//La piqûre pour le don de sang

La piqûre pour le don de sang

Alors qu’Héma-Québec prépare une collecte qui aura lieu le 20 février à l’UQAC, nous nous sommes penchés sur l’évolution des techniques et des besoins qui orientent les activités de l’organisme. Donner du sang, ce n’est plus ce que c’était. C’est bien plus!

Par Stéphane Boivin

Photo: Adobe Stock

Les collectes dans les milieux d’enseignement, comme celles qui se tiennent à l’UQAC, revêtent une importance particulière pour Héma-Québec. Les jeunes adultes sont les donneurs d’aujourd’hui, mais surtout ceux de demain. Il importe à l’organisme de développer chez la population étudiante des habitudes qui se perpétueront dans le futur.
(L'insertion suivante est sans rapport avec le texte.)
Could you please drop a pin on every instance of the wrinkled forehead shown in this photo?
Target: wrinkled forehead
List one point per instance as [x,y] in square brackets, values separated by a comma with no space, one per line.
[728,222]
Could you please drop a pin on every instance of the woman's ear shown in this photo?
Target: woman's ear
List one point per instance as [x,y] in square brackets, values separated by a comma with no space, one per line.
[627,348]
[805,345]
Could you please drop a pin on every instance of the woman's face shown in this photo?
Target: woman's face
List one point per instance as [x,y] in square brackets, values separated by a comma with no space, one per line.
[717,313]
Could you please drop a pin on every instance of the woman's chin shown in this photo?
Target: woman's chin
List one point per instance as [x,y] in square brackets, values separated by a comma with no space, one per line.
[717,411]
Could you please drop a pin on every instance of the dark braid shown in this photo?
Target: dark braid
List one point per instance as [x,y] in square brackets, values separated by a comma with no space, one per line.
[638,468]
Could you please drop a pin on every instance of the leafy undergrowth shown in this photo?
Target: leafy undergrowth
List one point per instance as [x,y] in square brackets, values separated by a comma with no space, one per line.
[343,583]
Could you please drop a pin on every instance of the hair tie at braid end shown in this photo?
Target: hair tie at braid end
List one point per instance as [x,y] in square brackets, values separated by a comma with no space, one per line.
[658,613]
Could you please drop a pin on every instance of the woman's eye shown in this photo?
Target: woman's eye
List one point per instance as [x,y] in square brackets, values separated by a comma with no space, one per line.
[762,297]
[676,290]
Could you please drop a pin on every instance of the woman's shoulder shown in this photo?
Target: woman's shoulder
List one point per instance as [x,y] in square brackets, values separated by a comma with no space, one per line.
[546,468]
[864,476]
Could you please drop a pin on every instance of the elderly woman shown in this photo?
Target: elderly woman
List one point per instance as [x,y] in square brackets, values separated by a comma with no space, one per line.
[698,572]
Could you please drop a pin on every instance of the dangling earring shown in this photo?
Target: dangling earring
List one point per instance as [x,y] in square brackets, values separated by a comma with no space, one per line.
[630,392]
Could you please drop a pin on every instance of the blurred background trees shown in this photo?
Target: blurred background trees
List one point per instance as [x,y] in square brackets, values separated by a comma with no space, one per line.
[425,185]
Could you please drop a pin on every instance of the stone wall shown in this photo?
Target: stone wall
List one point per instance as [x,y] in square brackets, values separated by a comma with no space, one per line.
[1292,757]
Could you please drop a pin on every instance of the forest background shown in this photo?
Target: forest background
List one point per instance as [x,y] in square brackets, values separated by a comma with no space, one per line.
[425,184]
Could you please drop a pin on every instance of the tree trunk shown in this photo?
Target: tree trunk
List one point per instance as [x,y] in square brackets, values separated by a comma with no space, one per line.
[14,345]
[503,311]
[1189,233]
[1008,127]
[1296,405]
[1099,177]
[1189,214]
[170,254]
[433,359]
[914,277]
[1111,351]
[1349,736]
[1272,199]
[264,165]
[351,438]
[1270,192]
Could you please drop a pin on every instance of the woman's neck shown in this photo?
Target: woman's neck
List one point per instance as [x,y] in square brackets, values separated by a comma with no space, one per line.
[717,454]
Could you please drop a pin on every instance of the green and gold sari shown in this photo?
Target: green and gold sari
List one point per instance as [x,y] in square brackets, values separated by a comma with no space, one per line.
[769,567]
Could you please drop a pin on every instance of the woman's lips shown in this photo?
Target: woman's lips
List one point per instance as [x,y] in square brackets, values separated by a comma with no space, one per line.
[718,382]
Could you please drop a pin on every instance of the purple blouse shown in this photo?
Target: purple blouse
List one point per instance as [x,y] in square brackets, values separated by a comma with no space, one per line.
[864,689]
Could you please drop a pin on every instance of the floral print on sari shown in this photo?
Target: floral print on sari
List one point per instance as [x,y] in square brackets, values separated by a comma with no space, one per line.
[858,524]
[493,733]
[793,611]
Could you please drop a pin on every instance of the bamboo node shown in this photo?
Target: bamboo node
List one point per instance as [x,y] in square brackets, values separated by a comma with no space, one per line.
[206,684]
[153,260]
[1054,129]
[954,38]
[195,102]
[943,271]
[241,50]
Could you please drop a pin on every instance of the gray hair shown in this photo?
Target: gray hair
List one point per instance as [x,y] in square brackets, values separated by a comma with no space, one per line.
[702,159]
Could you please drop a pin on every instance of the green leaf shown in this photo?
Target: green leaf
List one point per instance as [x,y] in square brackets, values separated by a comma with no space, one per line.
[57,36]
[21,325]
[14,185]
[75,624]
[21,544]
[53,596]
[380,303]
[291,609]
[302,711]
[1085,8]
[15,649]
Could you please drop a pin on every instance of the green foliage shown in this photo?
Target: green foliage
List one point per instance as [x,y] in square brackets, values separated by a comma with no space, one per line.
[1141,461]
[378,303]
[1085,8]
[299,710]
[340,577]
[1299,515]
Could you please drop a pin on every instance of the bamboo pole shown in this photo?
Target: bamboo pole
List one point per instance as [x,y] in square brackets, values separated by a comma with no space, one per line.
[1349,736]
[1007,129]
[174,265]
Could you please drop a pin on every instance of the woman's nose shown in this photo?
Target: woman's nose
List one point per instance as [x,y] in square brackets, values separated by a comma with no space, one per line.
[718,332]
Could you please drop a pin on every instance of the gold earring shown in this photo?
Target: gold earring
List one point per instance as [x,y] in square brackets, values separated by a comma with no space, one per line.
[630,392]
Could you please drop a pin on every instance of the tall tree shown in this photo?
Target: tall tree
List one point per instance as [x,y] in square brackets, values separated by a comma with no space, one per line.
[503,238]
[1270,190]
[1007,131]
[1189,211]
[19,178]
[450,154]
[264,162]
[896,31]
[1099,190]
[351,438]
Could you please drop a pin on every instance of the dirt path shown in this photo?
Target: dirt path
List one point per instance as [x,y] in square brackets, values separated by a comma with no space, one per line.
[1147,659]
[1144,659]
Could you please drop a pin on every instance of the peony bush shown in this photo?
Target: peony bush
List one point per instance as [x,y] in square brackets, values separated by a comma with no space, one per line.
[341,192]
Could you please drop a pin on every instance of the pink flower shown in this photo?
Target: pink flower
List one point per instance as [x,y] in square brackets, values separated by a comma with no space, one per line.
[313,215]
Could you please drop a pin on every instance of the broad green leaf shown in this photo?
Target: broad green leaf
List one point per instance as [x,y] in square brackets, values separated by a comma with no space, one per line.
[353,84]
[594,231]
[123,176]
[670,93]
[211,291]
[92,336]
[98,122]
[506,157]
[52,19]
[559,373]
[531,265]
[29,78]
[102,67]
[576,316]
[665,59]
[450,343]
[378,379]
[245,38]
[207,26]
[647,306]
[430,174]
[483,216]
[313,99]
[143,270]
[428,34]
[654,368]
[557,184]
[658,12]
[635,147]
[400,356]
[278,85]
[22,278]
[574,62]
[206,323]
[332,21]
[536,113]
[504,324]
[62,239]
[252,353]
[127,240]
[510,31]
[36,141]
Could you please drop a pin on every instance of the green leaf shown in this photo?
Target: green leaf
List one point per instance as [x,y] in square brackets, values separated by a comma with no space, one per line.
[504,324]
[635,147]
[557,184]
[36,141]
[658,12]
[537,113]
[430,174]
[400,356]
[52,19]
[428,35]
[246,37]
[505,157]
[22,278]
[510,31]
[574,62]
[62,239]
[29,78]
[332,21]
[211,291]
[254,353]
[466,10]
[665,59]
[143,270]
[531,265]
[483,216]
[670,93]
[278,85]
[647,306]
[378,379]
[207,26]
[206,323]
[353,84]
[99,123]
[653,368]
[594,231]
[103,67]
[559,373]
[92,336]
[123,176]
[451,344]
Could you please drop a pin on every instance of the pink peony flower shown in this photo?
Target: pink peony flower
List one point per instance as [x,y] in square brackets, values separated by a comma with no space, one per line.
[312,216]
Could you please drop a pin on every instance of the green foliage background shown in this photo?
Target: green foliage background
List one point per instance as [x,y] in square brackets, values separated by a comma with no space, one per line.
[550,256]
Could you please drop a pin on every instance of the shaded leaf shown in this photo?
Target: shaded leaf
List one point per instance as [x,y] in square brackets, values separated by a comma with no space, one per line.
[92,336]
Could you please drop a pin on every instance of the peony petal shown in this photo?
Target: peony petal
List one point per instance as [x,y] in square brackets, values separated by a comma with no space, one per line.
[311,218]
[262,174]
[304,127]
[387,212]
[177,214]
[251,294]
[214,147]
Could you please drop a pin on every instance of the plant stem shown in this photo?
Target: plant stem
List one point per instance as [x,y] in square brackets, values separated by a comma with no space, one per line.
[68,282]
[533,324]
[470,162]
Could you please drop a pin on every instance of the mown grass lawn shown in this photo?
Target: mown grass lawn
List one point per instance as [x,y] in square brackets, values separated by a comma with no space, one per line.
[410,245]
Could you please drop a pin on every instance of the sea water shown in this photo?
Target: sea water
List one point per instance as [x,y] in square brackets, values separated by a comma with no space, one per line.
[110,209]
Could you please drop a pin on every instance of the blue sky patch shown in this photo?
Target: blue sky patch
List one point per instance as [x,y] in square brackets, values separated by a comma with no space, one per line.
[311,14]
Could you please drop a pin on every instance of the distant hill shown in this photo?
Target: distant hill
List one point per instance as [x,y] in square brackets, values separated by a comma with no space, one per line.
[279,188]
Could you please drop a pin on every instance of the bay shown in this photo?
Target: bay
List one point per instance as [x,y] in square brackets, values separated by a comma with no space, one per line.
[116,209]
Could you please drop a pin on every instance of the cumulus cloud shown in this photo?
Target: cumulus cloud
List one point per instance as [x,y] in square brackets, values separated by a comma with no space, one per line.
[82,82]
Plus sécuritaire et plus précis

Au cours de la dernière décennie, la collecte de sang a beaucoup évolué. Grâce à ces avancées technologiques, Héma-Québec a pu élargir ses critères d’accessibilité et garantir la qualité des produits recueillis et des banques qu’ils composent.

Les dons de sang peuvent aujourd’hui être déclinés à travers différents produits qui sont autant de façons de répondre à des besoins précis, de minimiser les gaspillages ou encore les impacts sur les donneurs.

Un processus nommé aphérèse permet aujourd’hui de séparer les quatre différentes composantes du sang du donneur. Les globules rouges, qui apportent l’oxygène dans les tissus, sont administrés aux malades qui subissent une chirurgie, un accident ou qui souffrent d’anémie. Les globules blancs permettent de combattre les infections. Les plaquettes permettent de combattre les maladies du sang ou encore les effets d’une chimiothérapie. Quant au plasma, ses usages sont nombreux. Il est utilisé en cas d’hémorragie grave, de déficit humanitaire, ou encore dans le traitement des grands brûlés.

Par ailleurs, le parcours de chaque don est contrôlé étroitement afin d’éviter une contamination des banques et d’évaluer la qualité de chaque don.

Si la technologie évolue rapidement, aucun produit synthétique ne peut toutefois remplacer les produits sanguins. D’où l’importance de donner.

Donner plus

Un seul don peut ainsi répondre à plusieurs besoins. Il faut aussi savoir que certains groupes sanguins sont plus universels que d’autres, ce qui vient encore amplifier l’efficacité de donner.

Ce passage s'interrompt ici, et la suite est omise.